# 240g substrate question



## Bryeman (Aug 24, 2009)

I was going to ask if I should spend the money on Flourite substrate again for a 240g tank that I'm getting close to setting up as a planted, but I just read a post on here about someone who had plain gravel with laterite for many many years. I think that answered my question. I'm thinking I'll save a bunch of money and get regular gravel from a discount store, and just use root tabs for heavy root feaders in the gravel. Anyone see an issue with this? I'm a huge fan of flourite, but ordering it for a 240g won't be cheap, and I'm betting it's really not necessary at the end of the day?


----------



## Michael (Jul 20, 2010)

The laterite is a critical component; gravel and root tabs do not give the same result. Laterite adds the high cation exchange capacity (CEC) that allows the substrate to absorb nutrients from the water and hold them until plant roots extract the nutrients from the substrate.
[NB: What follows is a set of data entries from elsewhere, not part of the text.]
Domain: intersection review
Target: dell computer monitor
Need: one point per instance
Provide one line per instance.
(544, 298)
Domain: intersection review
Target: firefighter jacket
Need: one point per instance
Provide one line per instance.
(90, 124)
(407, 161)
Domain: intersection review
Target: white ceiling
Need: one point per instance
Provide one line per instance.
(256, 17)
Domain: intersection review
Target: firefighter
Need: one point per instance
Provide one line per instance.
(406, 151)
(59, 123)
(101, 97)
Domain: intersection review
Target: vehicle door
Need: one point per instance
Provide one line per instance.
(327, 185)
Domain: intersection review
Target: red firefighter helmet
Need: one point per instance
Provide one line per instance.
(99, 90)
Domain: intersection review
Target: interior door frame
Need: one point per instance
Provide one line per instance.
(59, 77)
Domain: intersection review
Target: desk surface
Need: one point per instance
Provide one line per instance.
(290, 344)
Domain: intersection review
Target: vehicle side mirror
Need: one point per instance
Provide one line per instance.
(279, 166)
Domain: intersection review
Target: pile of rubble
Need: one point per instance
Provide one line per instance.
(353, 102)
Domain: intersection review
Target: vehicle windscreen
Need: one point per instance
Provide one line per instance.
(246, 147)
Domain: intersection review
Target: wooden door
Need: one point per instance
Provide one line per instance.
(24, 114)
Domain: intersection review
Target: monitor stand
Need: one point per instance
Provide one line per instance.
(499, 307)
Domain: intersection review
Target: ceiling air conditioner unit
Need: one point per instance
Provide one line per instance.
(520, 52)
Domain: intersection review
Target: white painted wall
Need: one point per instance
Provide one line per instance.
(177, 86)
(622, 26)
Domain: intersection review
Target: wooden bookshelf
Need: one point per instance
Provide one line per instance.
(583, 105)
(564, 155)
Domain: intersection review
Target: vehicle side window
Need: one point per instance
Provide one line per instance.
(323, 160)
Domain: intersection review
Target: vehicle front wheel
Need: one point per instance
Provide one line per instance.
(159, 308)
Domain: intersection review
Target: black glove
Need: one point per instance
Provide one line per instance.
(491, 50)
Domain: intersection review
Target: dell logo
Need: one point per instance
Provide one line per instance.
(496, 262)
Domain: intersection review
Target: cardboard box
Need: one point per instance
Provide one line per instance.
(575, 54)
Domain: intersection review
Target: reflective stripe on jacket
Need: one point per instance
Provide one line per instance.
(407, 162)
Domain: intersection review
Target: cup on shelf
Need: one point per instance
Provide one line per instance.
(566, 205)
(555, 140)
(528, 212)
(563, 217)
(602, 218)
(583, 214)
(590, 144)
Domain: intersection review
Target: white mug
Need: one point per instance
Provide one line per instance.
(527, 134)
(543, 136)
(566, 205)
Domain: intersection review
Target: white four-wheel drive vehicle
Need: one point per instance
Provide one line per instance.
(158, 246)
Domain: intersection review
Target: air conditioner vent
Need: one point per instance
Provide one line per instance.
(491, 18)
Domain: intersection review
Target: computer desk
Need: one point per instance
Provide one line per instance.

I am a big fan of soil substrates, with laterite or montmorillonite clay. Check out this thread: http://www.aquaticplantcentral.com/forumapc/substrates/82245-soilmaster-turface-alternatives.html


----------



## Bryeman (Aug 24, 2009)

Michael said:


> The laterite is a critical component; gravel and root tabs do not give the same result. Laterite adds the high cation exchange capacity (CEC) that allows the substrate to absorb nutrients from the water and hold them until plant roots extract the nutrients from the substrate.
> 
> I am a big fan of soil substrates, with laterite or montmorillonite clay. Check out this thread: http://www.aquaticplantcentral.com/forumapc/substrates/82245-soilmaster-turface-alternatives.html


Thanks for the link. I may just go with mostly Flourite then as I know how that works. Going to be spendy though for a 240g!


----------